Taking a Bite Out of Eating Disorders

Inedible Review by Jen Bush

Written and Directed by Etana Edelman

Cast: Manasvi Sharma, Megan Knapp, Marcelo Guzman

Manasvi Sharma is a stage and screen actress hailing from Himachal Pradesh, India.  She trained both in New York and California from prestigious institutions such as the Stella Adler Studio of Acting.  She prides herself on bringing authenticity to each character she portrays.  Ms. Sharma was just seen in Legend of the Chalk Circle at the landmark American Theatre of Actors.  She was also the lead character in the short film Inedible.

Inedible is a short artsy film that addresses eating disorders.  We see the main character played by Ms.
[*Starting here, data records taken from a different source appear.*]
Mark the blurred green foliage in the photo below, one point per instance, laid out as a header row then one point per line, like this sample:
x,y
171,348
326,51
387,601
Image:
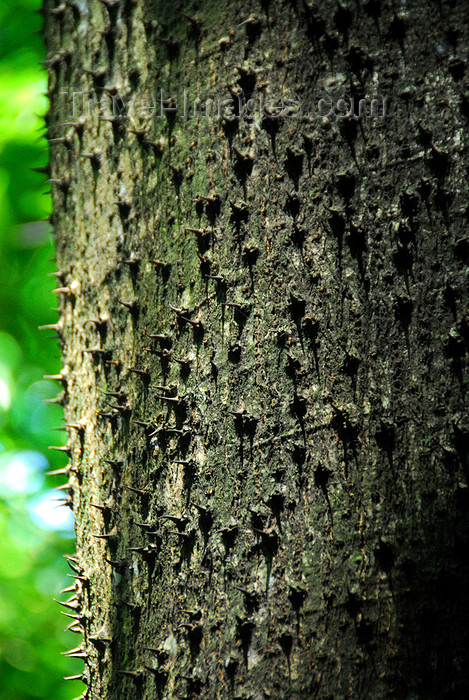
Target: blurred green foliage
x,y
32,569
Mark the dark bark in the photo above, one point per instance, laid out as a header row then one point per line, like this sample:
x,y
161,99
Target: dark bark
x,y
264,330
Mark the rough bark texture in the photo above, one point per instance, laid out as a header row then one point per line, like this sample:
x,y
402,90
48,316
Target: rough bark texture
x,y
264,330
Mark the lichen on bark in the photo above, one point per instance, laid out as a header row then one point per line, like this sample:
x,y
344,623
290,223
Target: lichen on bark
x,y
264,339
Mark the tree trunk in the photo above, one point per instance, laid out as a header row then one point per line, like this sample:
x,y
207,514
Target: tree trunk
x,y
264,328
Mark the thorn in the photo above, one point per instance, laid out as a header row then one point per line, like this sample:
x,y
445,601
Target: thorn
x,y
170,399
58,399
140,492
56,472
78,677
68,604
64,487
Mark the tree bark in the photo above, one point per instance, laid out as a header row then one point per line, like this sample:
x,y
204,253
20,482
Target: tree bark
x,y
264,327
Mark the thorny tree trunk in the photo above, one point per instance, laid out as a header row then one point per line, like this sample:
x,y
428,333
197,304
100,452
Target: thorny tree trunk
x,y
264,333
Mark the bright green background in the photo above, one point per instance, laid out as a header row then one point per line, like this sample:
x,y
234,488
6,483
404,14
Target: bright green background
x,y
32,569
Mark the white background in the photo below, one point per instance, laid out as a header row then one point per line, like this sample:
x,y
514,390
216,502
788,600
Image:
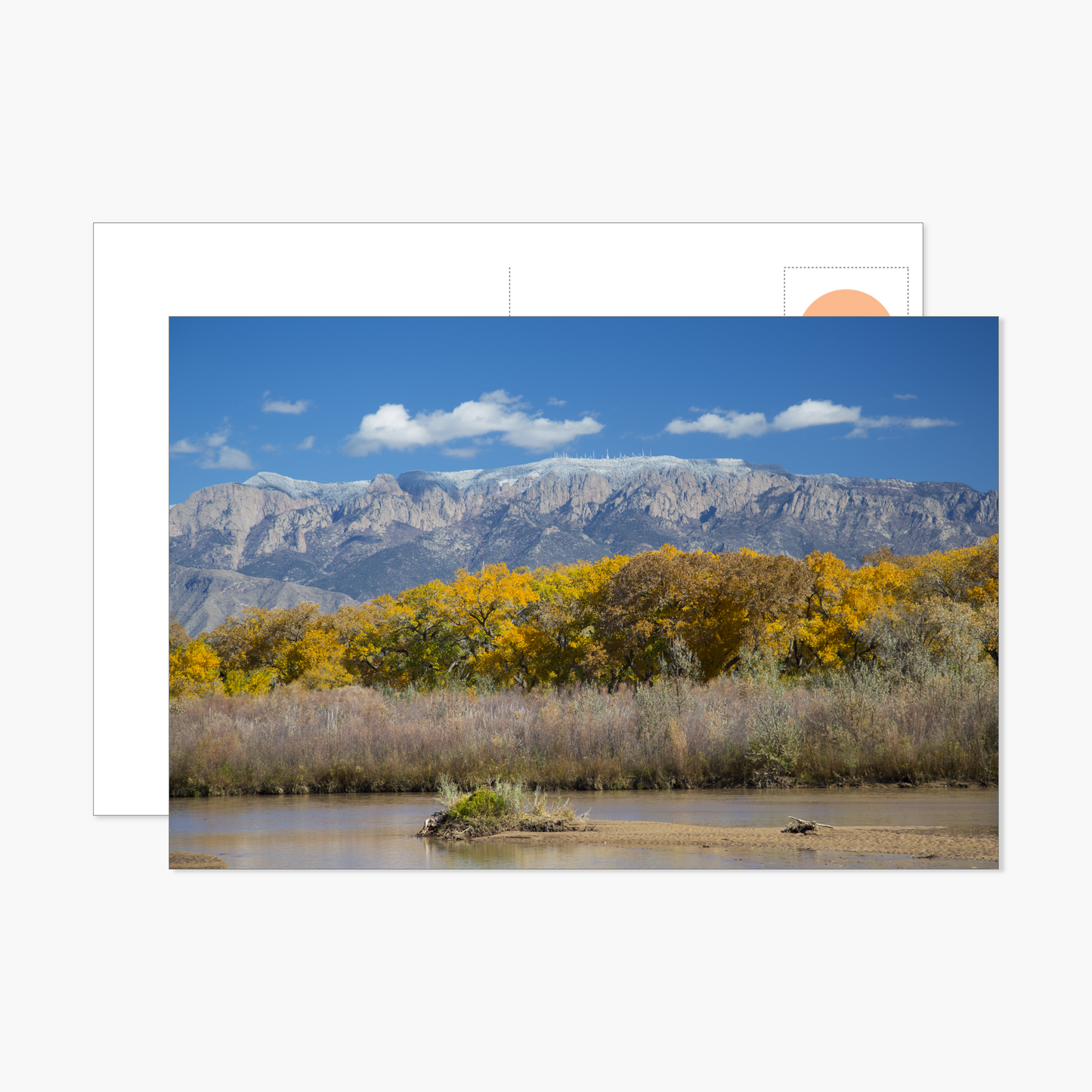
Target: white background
x,y
969,117
145,273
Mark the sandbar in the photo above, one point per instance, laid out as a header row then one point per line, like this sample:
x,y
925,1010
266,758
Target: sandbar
x,y
920,842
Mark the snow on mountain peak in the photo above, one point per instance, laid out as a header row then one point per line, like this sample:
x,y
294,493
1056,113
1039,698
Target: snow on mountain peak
x,y
616,471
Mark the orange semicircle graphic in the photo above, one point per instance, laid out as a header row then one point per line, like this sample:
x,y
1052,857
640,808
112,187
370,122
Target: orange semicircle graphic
x,y
846,302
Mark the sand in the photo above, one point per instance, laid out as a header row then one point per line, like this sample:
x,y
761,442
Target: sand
x,y
920,842
181,859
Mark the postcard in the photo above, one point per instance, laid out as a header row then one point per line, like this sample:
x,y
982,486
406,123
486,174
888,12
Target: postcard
x,y
583,592
147,273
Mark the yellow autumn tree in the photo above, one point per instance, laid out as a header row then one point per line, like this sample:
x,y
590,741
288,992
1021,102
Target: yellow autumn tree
x,y
194,670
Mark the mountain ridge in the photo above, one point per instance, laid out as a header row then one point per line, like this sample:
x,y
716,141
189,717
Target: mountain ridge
x,y
380,535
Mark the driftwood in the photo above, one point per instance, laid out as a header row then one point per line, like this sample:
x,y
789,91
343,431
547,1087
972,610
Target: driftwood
x,y
803,826
812,822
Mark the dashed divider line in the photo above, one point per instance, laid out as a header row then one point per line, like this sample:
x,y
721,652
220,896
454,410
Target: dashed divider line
x,y
784,280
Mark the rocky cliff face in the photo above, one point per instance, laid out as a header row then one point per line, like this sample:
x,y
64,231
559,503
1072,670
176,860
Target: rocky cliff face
x,y
363,539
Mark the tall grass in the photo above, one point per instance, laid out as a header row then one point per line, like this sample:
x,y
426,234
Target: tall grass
x,y
854,729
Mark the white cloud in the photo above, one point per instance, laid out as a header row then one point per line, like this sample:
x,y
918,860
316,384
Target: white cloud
x,y
392,427
299,407
214,451
227,459
805,414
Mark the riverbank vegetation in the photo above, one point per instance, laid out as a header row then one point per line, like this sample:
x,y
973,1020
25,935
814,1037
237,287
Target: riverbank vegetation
x,y
497,809
662,670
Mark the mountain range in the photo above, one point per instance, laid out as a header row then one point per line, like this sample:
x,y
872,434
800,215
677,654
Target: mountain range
x,y
275,540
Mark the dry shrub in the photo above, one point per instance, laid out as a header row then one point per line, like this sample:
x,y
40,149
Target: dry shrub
x,y
677,734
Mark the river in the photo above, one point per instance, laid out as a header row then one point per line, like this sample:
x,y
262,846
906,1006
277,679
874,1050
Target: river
x,y
375,830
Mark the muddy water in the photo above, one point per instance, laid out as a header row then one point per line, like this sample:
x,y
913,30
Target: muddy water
x,y
375,830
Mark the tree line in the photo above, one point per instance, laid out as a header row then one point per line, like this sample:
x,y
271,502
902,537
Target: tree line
x,y
621,620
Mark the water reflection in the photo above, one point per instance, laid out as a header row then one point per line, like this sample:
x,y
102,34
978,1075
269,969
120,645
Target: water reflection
x,y
370,830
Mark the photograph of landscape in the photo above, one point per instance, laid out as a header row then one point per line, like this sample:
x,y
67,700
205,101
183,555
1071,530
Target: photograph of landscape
x,y
584,593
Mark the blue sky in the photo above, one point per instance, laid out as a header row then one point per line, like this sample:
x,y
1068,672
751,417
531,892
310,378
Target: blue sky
x,y
334,400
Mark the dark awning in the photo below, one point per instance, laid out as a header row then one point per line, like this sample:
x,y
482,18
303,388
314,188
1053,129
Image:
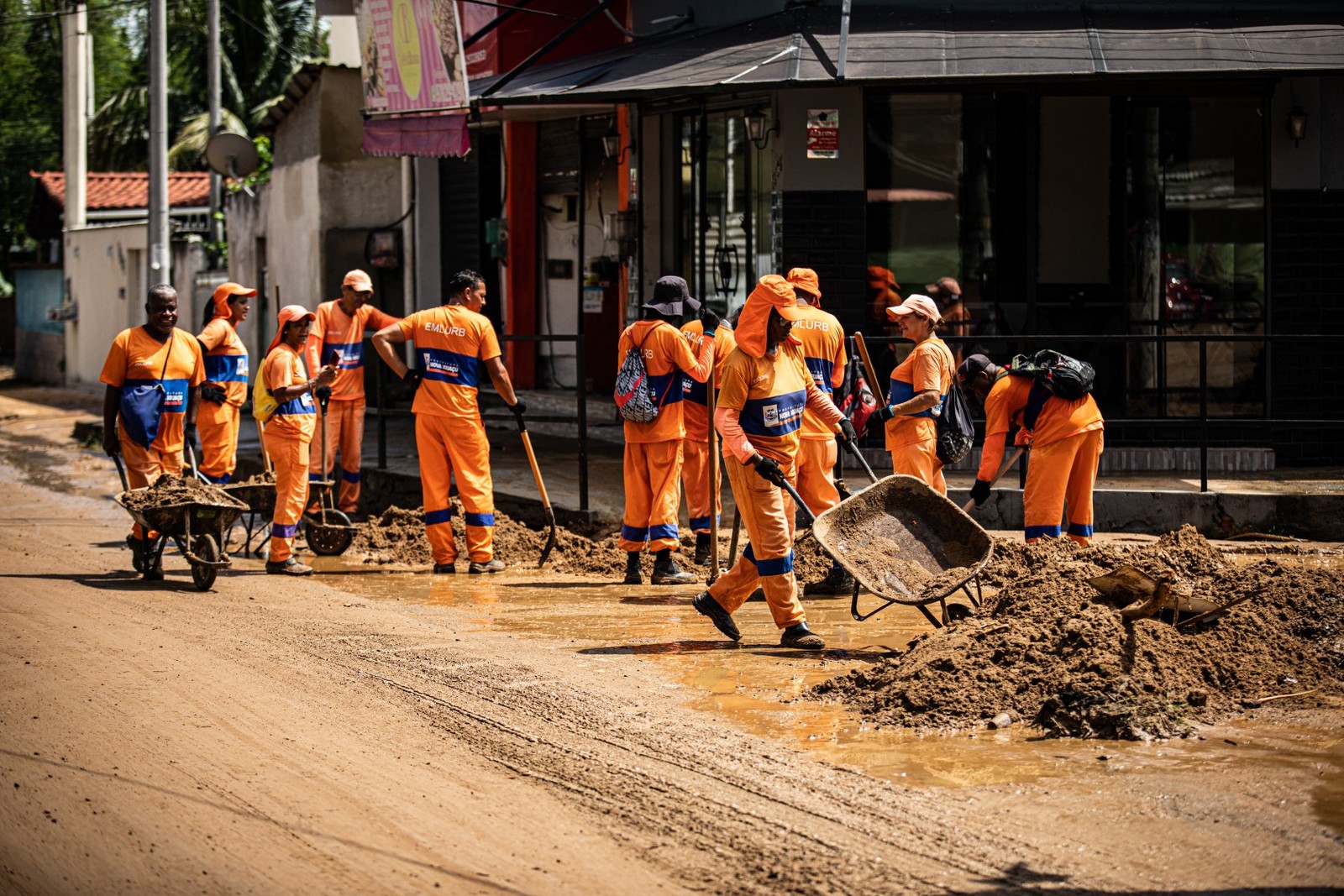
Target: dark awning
x,y
893,45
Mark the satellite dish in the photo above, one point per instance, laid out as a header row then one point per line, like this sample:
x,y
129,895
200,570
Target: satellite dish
x,y
232,155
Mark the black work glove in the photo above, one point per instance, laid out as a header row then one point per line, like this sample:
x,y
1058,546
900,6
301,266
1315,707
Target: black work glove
x,y
768,470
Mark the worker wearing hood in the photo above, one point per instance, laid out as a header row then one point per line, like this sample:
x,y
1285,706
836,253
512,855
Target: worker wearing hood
x,y
766,387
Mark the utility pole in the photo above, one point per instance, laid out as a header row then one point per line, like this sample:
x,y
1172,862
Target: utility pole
x,y
217,228
159,235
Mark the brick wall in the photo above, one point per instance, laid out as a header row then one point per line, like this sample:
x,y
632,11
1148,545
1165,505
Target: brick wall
x,y
1307,281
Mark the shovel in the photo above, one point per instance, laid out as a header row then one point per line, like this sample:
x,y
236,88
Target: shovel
x,y
541,488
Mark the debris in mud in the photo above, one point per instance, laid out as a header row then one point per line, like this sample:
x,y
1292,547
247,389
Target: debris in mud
x,y
174,490
1048,647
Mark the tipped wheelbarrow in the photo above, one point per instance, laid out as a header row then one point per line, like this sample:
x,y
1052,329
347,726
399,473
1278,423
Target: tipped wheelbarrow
x,y
905,543
198,528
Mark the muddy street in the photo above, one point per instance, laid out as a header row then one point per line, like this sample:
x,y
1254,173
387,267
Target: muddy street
x,y
375,730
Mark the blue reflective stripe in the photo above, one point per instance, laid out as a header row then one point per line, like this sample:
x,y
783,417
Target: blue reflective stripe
x,y
351,354
904,391
774,416
663,531
226,369
443,365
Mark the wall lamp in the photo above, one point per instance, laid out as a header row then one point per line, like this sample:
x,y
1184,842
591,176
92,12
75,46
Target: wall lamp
x,y
757,132
1297,125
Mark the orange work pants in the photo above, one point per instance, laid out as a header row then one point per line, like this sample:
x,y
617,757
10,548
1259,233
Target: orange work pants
x,y
696,481
344,432
217,423
652,495
289,457
1058,474
817,473
144,466
768,512
456,446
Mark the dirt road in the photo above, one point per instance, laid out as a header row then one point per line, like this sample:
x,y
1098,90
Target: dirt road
x,y
292,738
Sharma throughout her workday in an office.  On several occasions she is offered food from her co-workers in the break room.  She politely declines a bagel and spits out a slice of pizza to the horror of her colleagues.   We witness this character pouring out an iced coffee and just chomping on the ice.  She takes a bite out of a Styrofoam cup, eats paper, and secretly eats dirt.  The type of eating disorder that the main character is dealing with is known as Pica.  Pica is an eating disorder in which people eat things not usually considered food. 

The interesting thing about Inedible was that it relied solely on sound effects and facial expressions.  There was no dialogue.  Each time the main character ate, we heard every crunch.  When a paper bag containing food was open, it was loud and exaggerated.  It was reminiscent of some scenes in horror movies where we hear nothing but heavy breathing or footsteps to build tension.  The paper bag sound effect was brilliantly metaphorical.  The food in the bag was the main character’s demons.

Manasvi Sharma did a wonderful job capturing the desperation of a person struggling with an eating disorder.  She successfully conveyed all the emotions that her character was experiencing by using her expressive eyes and meaningful facial expressions.  The evidence of her top notch training was in her performance.  Etana Edelman made unique directorial choices.  The sets, costumes and cinematography were all in place to make an impactful four-and-a-half-minute film.